When foreign exchange students come to the U.S., they’re not the only people learning about a new culture.
The host families who open their homes to foreign children often find they learn as much about a new culture as the children do. So said Anita Deraney in Flowery Branch, who is a host parent to two teenage girls with her husband, Stephen Deraney.
“We host two, one from Switzerland and one from Italy,” Deraney said. “The things our family has learned have made this experience phenomenal, especially for my teenage girls.”
Deraney is host to 17-year-old Greta Botti from Milan, Italy, and 16-year-old Celine Egli from Lucerne, Switzerland. The girls currently attend Flowery Branch High School.
Botti came to the U.S. originally to live with a different host family, but due to complications needed another home. The Deraney family was already hosting Egli when Botti joined it in October.
Anita Deraney said they became host parents through the Council on International Educational Exchange.
“We were at church and somebody said there was a booth in the back if you were interested in hosting an exchange student,” she said.
The council is a more than 65-year-old exchange program that includes both study-abroad and teach-abroad opportunities, as well as internships, professional training, volunteer opportunities and more.
The exchange program requires parents to be suitable for hosting a foreign child. Parents must complete an application, a background check and sit for a home visit.
“They want to make sure you have room for them,” Deraney said. “So there has to be enough bathroom space in the home and there have to be enough beds in the home.”
Once parents are approved, they can go online and select the student they want to host.
“You can choose the student you want based on their preferred foods, their religion, their likes, dislikes, stuff like that,” she said.
Mary Tetloff, local coordinator for CIEE, said students come to the U.S. with insurance and their own spending money, minimizing the costs to host parents.
There are only a select number of foreign students allowed in each Hall County school, but Tetloff said the program also needs Gainesville residents willing to host students at Gainesville High School.
“We haven’t found any families,” she said. “We had a student in one of the Gainesville schools two years ago, but since we haven’t been able to get families and we are looking big-time.”
Deraney said Flowery Branch High has been incredibly accommodating. Botti was able to try out for the cheerleading squad — and made it — even though she wasn’t in the U.S. at the time of regular tryouts. Egli sang in the school choir and joined a nearby dance academy, something she wouldn’t have been able to do at home.

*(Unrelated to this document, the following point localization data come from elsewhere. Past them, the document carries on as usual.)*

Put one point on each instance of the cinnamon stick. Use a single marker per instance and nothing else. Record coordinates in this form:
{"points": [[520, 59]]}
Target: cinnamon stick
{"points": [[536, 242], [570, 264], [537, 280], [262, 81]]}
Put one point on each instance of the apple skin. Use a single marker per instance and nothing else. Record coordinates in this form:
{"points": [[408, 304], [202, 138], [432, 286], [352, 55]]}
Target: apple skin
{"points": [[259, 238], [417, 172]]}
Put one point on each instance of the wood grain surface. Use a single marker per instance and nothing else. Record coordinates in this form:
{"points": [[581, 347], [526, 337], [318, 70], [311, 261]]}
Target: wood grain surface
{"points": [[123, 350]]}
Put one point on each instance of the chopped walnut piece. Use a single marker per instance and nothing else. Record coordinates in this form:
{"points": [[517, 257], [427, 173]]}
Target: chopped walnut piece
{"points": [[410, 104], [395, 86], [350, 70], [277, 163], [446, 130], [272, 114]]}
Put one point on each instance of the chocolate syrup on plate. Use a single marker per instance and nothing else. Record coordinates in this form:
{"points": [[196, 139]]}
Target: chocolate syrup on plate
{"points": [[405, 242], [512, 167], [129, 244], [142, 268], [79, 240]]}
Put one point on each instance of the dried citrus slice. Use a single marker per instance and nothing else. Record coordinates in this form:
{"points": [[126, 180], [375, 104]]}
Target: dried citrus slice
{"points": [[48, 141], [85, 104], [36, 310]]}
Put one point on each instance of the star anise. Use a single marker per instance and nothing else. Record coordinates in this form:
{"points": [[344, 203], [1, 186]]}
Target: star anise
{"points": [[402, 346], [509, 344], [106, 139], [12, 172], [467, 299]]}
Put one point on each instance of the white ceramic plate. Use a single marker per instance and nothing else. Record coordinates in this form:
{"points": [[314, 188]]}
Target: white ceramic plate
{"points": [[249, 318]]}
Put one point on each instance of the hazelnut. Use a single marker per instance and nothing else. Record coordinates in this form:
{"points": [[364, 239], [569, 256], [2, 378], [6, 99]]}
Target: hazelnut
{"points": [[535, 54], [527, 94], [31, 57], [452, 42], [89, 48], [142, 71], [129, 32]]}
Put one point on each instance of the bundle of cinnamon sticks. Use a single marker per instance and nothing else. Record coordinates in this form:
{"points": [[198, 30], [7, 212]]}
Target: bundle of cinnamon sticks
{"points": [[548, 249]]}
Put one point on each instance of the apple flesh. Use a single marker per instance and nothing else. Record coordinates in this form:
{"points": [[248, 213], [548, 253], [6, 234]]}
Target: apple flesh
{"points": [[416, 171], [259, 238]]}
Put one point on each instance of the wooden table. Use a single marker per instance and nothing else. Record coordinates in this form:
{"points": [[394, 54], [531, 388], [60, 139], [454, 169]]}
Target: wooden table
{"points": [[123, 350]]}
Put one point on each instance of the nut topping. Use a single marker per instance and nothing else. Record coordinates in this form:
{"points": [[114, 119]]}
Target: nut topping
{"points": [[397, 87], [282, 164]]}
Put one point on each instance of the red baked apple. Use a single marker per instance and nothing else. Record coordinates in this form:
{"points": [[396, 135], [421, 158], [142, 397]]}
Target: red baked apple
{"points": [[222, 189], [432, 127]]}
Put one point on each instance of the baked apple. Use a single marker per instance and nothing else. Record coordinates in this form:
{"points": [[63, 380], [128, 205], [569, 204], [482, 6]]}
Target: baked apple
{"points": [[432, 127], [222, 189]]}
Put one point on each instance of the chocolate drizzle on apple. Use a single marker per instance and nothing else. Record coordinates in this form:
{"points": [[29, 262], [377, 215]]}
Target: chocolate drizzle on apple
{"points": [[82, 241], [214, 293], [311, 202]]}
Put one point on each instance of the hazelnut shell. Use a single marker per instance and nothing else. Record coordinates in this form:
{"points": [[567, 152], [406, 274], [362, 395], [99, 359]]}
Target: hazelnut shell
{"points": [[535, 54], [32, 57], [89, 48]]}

Both Botti and Egli said they’re grateful for the opportunity to live and learn in the U.S.
“Just having the American life and getting to know new people and friends,” Egli said. “We have a second family.”
Deraney said her daughter Abigail, who is a senior at Flowery Branch, has become close to Egli and Botti. Abigail is planning to spend two weeks in Switzerland with Egli and two weeks in Italy with Botti this summer.
Parents who are considering hosting a foreign student should do it, in Anita Deraney’s opinion. She said people are missing out on a one-of-a-kind way to learn about other cultures while helping a student.
Deraney said she was most surprised to learn about the differences in education between the U.S. and Switzerland or Italy. She said in Switzerland, children decide around age 11 or 12 if they want to do three more years of school and then enter the workforce, or do six more years of school and then go to college.
She said she couldn’t believe children are expected to make that kind of decision about their future at such a young age.
In Italy, teachers and testing are different from here as well, Botti said.
“The teachers don’t help you as much as they do here,” Botti said. “I really like school here.”
More than anything, Anita Deraney said she has loved watching the girls come out of their shells during the last few months.
“When they first came they didn’t know a lot of English, so we’re watching them just kind of transform into these amazing women who are only 16, 17 years old,” she said. “They’re so young and yet they’ve come to a foreign country all on their own. They are amazing.”
For more information, email Tetloff at firstname.lastname@example.org or call the local school system for their policies.
“I can’t even explain the joy in having them here and letting them go to school here,” Anita Deraney said.